Talking About A Performance Of A Lifetime
Let’s take a moment out of the plot and, if you have already seen the movie, take Adam Sandler’s journey in this as a point of discussion now. Stanley could have been a great basketball player, but one accident took everything from him. On the other hand, Bo Cruz’s father left him with a mother to feed, and he has a daughter at the age of 22. Both men sacrificed their childhood dreams and are now on a journey together to live what’s left of them. There was a time Stanley said to her wife Teresa (played by Queen Latifah), that a 50 years old man doesn’t have dreams but anxiety and nightmares. But, he ended up chasing his dream. Age doesn’t stop you from dreaming.
Another meaningful impact that brought some sentimental aspects was Bo Cruz’s tattoos. When asked, he said all the tattoos were for his mother and daughter. The left hand remained empty to denote that there was no father. At the end of the film, there comes an oak tree as a tribute to Stanley, although it says “Never Back Down,” so officially, it is a tribute to LeBron James. But anyway, the point is that Bo starts to look at Stanley as a father figure. Even Stanley referred to Bo as’ good to see you, son ‘at the end of the film. The chemistry between a great player and a mentor is supposed to be indestructible. It was a sentimental ride all along, with a hint of comedy inside.

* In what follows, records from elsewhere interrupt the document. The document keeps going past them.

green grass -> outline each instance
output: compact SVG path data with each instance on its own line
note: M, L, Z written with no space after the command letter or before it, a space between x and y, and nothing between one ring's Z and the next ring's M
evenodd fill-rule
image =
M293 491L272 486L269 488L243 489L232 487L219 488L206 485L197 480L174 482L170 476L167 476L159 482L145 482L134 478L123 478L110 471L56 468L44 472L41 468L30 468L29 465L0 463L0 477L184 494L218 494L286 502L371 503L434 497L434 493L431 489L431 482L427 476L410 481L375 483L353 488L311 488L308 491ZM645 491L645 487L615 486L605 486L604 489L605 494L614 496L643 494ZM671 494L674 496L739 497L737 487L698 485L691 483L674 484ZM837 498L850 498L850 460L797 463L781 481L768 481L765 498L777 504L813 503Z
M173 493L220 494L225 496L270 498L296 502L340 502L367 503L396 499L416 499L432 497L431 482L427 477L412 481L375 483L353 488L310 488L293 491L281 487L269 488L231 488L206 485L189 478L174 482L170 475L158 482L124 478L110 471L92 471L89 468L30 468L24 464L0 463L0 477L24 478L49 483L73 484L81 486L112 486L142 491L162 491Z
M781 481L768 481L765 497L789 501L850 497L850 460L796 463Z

The time when Stanley gave a speech to never back down is pretty inspiring too. The point he said obsession beats talent every day is somehow can be considered one of the most inspiring comments of recent times.

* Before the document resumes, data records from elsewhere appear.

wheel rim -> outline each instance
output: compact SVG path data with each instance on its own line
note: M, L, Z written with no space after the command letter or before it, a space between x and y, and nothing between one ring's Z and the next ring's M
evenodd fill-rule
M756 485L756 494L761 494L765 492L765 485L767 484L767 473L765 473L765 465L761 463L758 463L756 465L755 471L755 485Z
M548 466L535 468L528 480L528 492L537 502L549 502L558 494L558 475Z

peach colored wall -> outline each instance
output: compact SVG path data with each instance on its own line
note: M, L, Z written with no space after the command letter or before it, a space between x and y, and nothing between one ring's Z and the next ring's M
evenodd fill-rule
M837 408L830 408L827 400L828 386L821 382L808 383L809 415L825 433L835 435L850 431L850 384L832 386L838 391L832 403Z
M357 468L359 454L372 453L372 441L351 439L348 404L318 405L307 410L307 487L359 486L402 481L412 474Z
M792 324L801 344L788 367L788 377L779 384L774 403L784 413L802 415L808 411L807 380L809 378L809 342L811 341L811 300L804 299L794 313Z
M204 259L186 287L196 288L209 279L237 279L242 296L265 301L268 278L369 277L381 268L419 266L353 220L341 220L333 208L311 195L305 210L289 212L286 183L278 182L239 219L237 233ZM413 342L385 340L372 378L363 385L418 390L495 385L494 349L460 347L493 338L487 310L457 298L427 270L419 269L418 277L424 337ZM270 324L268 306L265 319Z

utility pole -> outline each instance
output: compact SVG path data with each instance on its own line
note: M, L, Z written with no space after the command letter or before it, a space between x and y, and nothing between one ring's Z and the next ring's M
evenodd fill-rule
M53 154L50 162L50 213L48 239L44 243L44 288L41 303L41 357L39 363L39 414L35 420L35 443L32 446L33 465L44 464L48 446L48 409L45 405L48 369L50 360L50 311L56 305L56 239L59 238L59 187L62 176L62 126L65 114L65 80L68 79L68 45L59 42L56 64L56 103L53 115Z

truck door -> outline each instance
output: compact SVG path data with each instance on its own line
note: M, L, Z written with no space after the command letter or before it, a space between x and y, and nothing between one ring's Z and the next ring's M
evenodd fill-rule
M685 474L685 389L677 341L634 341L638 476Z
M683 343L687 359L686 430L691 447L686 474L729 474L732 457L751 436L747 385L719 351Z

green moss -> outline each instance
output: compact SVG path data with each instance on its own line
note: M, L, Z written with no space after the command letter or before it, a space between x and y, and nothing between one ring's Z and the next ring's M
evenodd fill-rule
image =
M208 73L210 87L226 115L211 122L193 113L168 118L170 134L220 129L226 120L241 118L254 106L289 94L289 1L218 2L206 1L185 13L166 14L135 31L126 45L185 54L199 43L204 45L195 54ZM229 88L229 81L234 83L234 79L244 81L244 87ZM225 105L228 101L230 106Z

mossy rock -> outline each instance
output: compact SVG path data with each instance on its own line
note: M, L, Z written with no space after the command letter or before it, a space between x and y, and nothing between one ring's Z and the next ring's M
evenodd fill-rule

Let’s Be Critically Technical Now
Regarding the screenplay, yes, it was gripping. The music used in the background is mostly street music, so it already gives the chills all the time. Sports dramas like these always have an impact on cinematography. In ‘Hustle,’ the cinematography was impressive, if not innovative. The transitions were as good as they got in the practice sessions. Apart from these, the dialogues too were written with a sharp note. However, there was one thing that could raise some questions. While there were so many misfortunes, getting a call to perform for one last time was admirable, yes, but Vince getting boxed at the same time seemed a bit exaggerated in terms of a good screenplay. Bo’s performance was at its extreme, and eventually, he would get a place on the team.
But, there can be justification as well. Vince once said during the board meeting that if Rex disagrees with him, someone might get murdered at his hands. Soon after, Rex was dead. So, all in all, it was a nice touch, in the end, to cast suspicion over Vince, whether he was responsible for the death of his father. Was he? What’s your take on this little mystery here?